Monday, September 19, 2011

Neighbors.


The old woman is missing. Or her car is, at least.

I first noticed the car when I moved here back in June. It’s hard to miss. I know next to nothing about cars, so the best description I can give is that it’s a junker. A small, boxy sedan, with the paint peeling so badly from the body that even the color is a sort of question mark, a mottle of grays and blacks. It was always parked in the first spot in the stretch of parking lot lining my building. I had read on an online forum, before moving in, that there were some questionable renters inhabiting the complex. I saw the junker, and thought: steer clear.
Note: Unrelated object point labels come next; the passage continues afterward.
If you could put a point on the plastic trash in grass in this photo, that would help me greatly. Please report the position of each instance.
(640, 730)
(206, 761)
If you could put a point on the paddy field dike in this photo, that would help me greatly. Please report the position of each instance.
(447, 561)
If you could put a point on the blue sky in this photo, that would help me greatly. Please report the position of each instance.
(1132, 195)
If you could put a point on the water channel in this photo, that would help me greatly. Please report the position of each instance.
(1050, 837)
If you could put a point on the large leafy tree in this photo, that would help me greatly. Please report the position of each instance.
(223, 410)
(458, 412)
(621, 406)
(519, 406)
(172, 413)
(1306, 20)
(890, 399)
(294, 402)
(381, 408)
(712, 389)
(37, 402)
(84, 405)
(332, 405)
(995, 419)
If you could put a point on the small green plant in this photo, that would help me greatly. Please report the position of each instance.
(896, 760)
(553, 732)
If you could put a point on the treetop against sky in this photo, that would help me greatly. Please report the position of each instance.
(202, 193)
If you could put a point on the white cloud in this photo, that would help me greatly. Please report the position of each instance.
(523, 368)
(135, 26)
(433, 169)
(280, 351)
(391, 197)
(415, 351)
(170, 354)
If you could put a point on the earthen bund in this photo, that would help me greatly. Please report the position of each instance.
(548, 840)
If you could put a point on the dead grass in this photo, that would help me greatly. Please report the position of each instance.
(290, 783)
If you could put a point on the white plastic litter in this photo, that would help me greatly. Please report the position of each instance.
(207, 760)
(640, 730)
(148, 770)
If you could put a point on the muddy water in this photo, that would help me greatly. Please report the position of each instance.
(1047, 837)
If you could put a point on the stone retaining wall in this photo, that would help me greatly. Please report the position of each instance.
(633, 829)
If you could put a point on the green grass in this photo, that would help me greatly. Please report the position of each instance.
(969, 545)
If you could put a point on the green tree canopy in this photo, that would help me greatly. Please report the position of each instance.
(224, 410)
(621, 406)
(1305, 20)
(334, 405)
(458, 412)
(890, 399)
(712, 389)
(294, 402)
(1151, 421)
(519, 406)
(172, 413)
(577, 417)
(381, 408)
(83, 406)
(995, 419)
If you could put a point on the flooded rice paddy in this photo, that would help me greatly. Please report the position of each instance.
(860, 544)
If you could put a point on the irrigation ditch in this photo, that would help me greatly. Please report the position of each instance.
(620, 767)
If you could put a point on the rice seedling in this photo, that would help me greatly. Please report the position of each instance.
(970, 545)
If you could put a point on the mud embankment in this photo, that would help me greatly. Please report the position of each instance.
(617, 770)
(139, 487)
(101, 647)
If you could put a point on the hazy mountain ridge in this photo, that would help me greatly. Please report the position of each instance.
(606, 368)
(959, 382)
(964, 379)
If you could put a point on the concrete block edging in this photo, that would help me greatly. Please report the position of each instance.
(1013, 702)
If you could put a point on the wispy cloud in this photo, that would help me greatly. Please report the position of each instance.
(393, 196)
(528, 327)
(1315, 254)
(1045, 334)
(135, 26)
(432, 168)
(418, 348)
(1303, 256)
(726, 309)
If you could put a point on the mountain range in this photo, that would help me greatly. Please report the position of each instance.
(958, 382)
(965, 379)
A rough car like this probably belongs to a rough character. It wasn’t until a few weeks later that I saw the frail, ancient woman climbing into the driver’s seat. It wasn’t until afterwards that I noticed that the objects dangling from the rearview mirror were not fuzzy dice, but shoes. Tiny, pale pink baby shoes, strung over the mirror by the laces.
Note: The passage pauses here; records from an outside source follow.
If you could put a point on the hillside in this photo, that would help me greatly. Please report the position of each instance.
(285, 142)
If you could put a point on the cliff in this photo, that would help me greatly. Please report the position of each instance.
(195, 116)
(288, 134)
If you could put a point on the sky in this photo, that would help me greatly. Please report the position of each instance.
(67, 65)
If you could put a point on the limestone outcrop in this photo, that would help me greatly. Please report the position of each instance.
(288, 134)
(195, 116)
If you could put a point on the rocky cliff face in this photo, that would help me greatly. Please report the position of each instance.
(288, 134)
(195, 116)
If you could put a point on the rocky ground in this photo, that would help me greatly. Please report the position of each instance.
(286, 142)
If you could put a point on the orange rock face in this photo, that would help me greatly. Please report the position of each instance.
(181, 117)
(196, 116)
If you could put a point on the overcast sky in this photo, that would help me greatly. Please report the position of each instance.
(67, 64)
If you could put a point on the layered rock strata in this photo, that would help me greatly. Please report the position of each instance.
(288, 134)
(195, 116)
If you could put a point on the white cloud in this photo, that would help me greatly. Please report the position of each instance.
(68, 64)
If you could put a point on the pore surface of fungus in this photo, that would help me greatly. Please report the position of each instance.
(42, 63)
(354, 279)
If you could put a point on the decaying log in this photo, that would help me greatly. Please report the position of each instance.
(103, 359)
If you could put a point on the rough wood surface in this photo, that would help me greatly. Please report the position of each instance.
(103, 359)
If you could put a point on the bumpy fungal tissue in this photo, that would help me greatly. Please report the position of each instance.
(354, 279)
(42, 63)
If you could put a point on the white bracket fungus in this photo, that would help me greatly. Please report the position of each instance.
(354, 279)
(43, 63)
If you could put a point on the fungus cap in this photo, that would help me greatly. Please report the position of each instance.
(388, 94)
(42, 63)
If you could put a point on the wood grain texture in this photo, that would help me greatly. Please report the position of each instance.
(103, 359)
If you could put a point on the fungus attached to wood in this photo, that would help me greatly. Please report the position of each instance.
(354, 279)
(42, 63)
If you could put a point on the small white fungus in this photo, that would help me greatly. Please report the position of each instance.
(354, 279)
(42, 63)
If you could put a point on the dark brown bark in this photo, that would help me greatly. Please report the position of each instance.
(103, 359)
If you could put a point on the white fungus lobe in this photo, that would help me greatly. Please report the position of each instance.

She is stooped with age, but you can tell by looking at her that she was once tall—at least as far as women go.  Her brown face is craggy and leathered with age, but kind. Her black hair is streaked all over with white. As far as I can tell, she lives alone. I have never seen her with another person. Her car is seldom missing from its place in the first parking space (which I am careful never to occupy), and when I do see her coming or going, it is always by herself. I wonder about her. I wonder about the shoes. Once, I saw her returning from the store with groceries. I almost stopped to offer to help her; but it was only one bag, and I was laden down with all my books and bags and my computer, and so I merely smiled and hurried away up the steps.
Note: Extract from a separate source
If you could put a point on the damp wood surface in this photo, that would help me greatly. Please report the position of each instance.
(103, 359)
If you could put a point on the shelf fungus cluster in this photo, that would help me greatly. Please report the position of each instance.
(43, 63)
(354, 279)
Over the weekend, I noticed that her car was missing. It was unusual because it was late at night. There was little chance she could be out buying groceries. Maybe, I thought, she is visiting the person who wore those tiny shoes—a child, or perhaps a grandchild. Maybe she went to visit family for the weekend. Today is Monday, though, and her car was gone this morning when I left for work at 6:30am. It was still gone when I returned home from work at 5pm.

Now I find myself beginning to wonder, and to worry. I feel a sharp pang of anxiety when I look at the emptiness of her parking spot, the tangible absence of the old junker. I think about the woman whose name and story I do not know. I picture the slowness of her movements, the stooping of her spine, the tiredness of the drooping eyes, still small in her face despite her enormous spectacles. I feel retrospectively guilty for not asking her if she needed help carrying the groceries. I wonder, irrationally, if I should go to the front office and ask about her. But what would I ask? I didn’t even know her.

It really makes me think about neighbors. The word has connotations of not only closeness, but also of community, of companionship. I live in an apartment complex, surrounded on all sides by hundreds of neighbors; but, for me, these are neighbors only in the most literal sense.  They are nearby inhabitants, and little else.

I’m a student and a teacher. I interact with over a hundred people, individually, on a daily basis while in my high school and at my university. At home, though (during the few waking hours a day when I am actually there), I keep to myself. I don’t really know any of my neighbors by name, and only a few by sight. There’s the middle-aged couple with the fat old Chihuahua and the black and white cat who sit on the porch and watch the neighbors go by. There’s the chain-smoker who lives above me, all fake smiles and fake hair and the clothes that would be scandalous on someone half her age, with the yippy little dog that howled and howled all day and night the week she moved in.  There’s the old foreign (Russian, perhaps?) couple who lives across the hall. There’s the medley of kids who splashed and screamed their way through summer in the community pool, and then abruptly vanished when school began again. I don’t know any of their names. I’m a girl, and a byproduct of what one professor of mine called Scary World Syndrome, that constant reminder from internal and external sources alike that we should not trust strangers. I’m not around much, I’ll probably move next June, and most importantly, I don’t know want people to know I live alone. I smile at passersby in the gym and on the stairwell, but do not stop to chat. I shut and lock my door.

I wonder, though, is this a mistake? I wonder if anyone else has noticed the old woman’s car is missing. Maybe she is still visiting family. Maybe she’s getting a new car. Maybe I’ll see her tomorrow as I leave for work. If she is really gone, I regret not meeting her for real. I regret that she may not have known that there was at least one person here, in this building, who would notice her absence, who would miss her. She is a passerby like the rest. But her absence registers like a loss. The parking lot seems empty without them—the old woman, the beat-up car, the baby shoes.

1 comment:

  1. Beautiful piece.
    "Tangible absence" is such a wistful, oxymoronic phrase.
    I was sitting in a restaurant one afternoon years ago, missing a friend. Sunlight filled the chair across from me, but I remember thinking it was really filled with his absence.
    I hope your neighbor is buying a new car, and that those baby shoes will soon hang from a new mirror.